I looked at him and wished he wasn’t right though my heart immediately recognized his words as carrying the spirit of love, and consequently, the spirit of why we celebrate Palm Sunday: Jesus’ new kingdom ethic, Diana Butler Bass discusses in the chapter, “Table Memory.” Jesus models for us and invites us to exercise a power for rather than a power over. Tune into worship this Sunday to explore this idea with me more.
Luke 19:28-40 (CEB)
28After Jesus said this, he continued on ahead, going up to Jerusalem.Procession into Jerusalem
29As Jesus came to Bethphage and Bethany on the Mount of Olives, he gave two disciples a task. 30He said, “Go into the village over there. When you enter it, you will find tied up there a colt that no one has ever ridden.
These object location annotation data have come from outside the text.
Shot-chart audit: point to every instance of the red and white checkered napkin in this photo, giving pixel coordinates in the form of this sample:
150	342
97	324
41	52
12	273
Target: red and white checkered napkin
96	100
Untie it and bring it here. 31If anyone asks, ‘Why are you untying it?’ just say, ‘Its master needs it.’” 32Those who had been sent found it exactly as he had said.33As they were untying the colt, its owners said to them, “Why are you untying the colt?”
34They replied, “Its master needs it.” 35They brought it to Jesus, threw their clothes on the colt, and lifted Jesus onto it. 36As Jesus rode along, they spread their clothes on the road.
37As Jesus approached the road leading down from the Mount of Olives, the whole throng of his disciples began rejoicing. They praised God with a loud voice because of all the mighty things they had seen. 38They said,
“Blessings on the king who comes in the name of the Lord.
Peace in heaven and glory in the highest heavens.”
39Some of the Pharisees from the crowd said to Jesus, “Teacher, scold your disciples! Tell them to stop!”40He answered, “I tell you, if they were silent, the stones would shout.”
Consider these questions:
- How are you realizing in your own life how deeply interconnected you are with your neighborhood, country, and world at this time?
- How are your exercising this incredible privilege to serve one another during this pandemic?
- How are you struggling during this pandemic and where are areas you need more support?